I think some of the beginnings of a sort of industrial and economic activity will develop, in the first instance, and we can see it with the private space program. These are lost leaders. These companies do not have a significant revenue stream. Elon Musk has a partnership with NASA that generates a few billion dollars for contracts to supply the space station and so on, but there’s no revenue stream from tourism. These billionaires are sinking a few billion dollars a year from their private wealth just to keep everything going and afloat. So it’s a fair way from a self-sustaining activity. When the first companies set up on Mars, or the Moon, or try to mine an asteroid, people are going to lose their shirts, just as people did when they went out West and tried to become rich from gold, or whatever it was, a hundred and fifty years ago. So it’s going to be a Wild West in a literal and a metaphorical sense, and it’ll take a while to stabilize.

The concern for a lot of people is that it’s a lawless place. It’s literally a Wild West, because space law does not really apply beyond the Earth. There is no space law, there’s no enforcement, and there are not even any treaties from the U.N. that dictate who owns what or what happens when there are territorial disputes. Or how do you safeguard against slave labor? There’s some pretty ugly things that could happen, because they are not ruled out by law, and there’s probably no enforcement against them.

It’s gonna be interesting to see. I would like to be optimistic about how it plays out. But our worst tendencies are on display, always.

At the end of the day, what are the advantages, as you see it, to stepping up space exploration? What are your hopes for how things develop?

I don’t even pretend that it’s a completely rational thing to do. There’s not a simple economic argument to be made. The space companies—the private space companies—have business models. They imagine that, eventually, tourism in space will be cheap enough that they can make money off it. But the arguments for the difficult and very expensive things like setting up a colony on the Moon or Mars, I don’t think they’re economic. I think people will do it out of that sense of exploration or adventure. Or if it’s countries, of course, it will be for power in space, as China and America are engaged in that new space race to replace the original one with Russia. This is a projection of national power into a new arena. That’s going to be a motivation, too.

It won’t be self-sustaining in that sense for quite a while, but people will be willing to invest in it, for the glamor, the excitement, the power, the glory.
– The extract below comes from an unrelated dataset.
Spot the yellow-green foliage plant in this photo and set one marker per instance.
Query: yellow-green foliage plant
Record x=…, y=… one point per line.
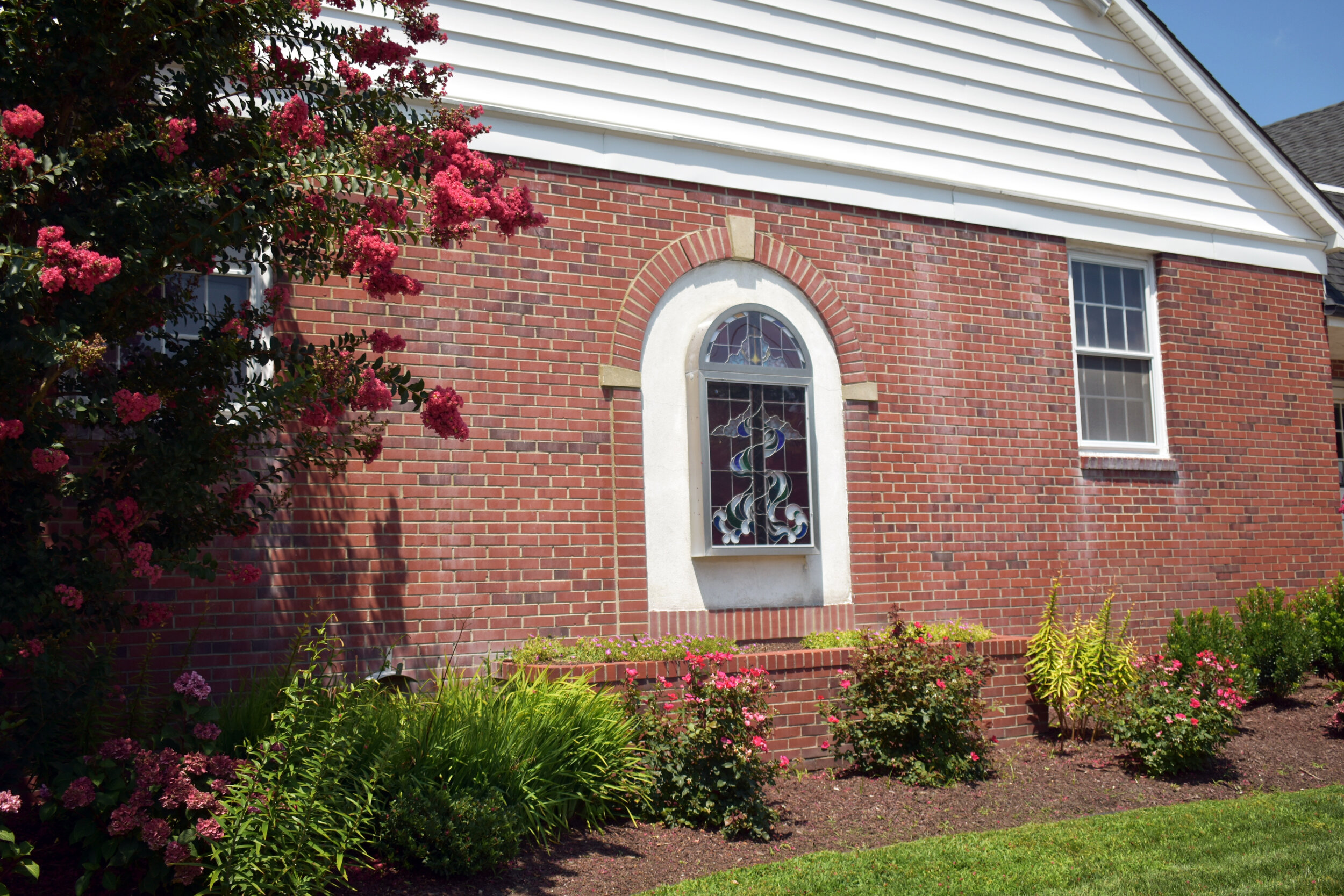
x=1084, y=671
There’s a lot of things all mixed up into the space race.

To close, looking back here on planet Earth, are there places that excite you that haven’t been explored here? An astronomer is often looking away from the Earth, but I’m curious—you’ve spent time in Chile’s Atacama Desert, you’ve traveled around quite a bit. Do you see any sort of sense of “space exploration,” put differently, here on Earth—just quite literally, space exploration? [Laughs]

Well, I think it’s pretty clear that the deep ocean is very poorly understood. It’s an extremely difficult environment to operate in. I mean, going back to the hydrothermal vents, which have life forms that are alien to the stuff we see on the surface, and possibly life started there in the oceans. So it’s telling us something about how life operates on a planet. This is life that doesn’t need a star. The whole idea that life in the universe needs a star sitting there, it’s not true, because we have life on Earth that doesn’t need a star.
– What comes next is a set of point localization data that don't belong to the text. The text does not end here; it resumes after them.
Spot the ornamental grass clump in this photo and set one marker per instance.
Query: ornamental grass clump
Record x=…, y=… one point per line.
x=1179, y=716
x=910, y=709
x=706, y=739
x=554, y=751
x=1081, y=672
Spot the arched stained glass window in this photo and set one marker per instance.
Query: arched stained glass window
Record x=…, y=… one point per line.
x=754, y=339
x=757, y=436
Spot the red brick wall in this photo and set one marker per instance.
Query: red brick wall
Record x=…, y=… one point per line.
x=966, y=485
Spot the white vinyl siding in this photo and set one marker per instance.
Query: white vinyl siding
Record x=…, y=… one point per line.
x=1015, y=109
I think learning more about the deep ocean—by the deep ocean, I mean kilometers down in total darkness, super high pressure, very difficult environment. We know so little about that. That’s definitely a frontier that I’m not interested in personally—I don’t really get claustrophobia easily, but I’m sure I would if I was in a little bathysphere kilometers under the ocean in total darkness at a hundred atmospheres of pressure. That might freak me out. I hope somebody will do it, and there are people doing it, but that to me is a frontier.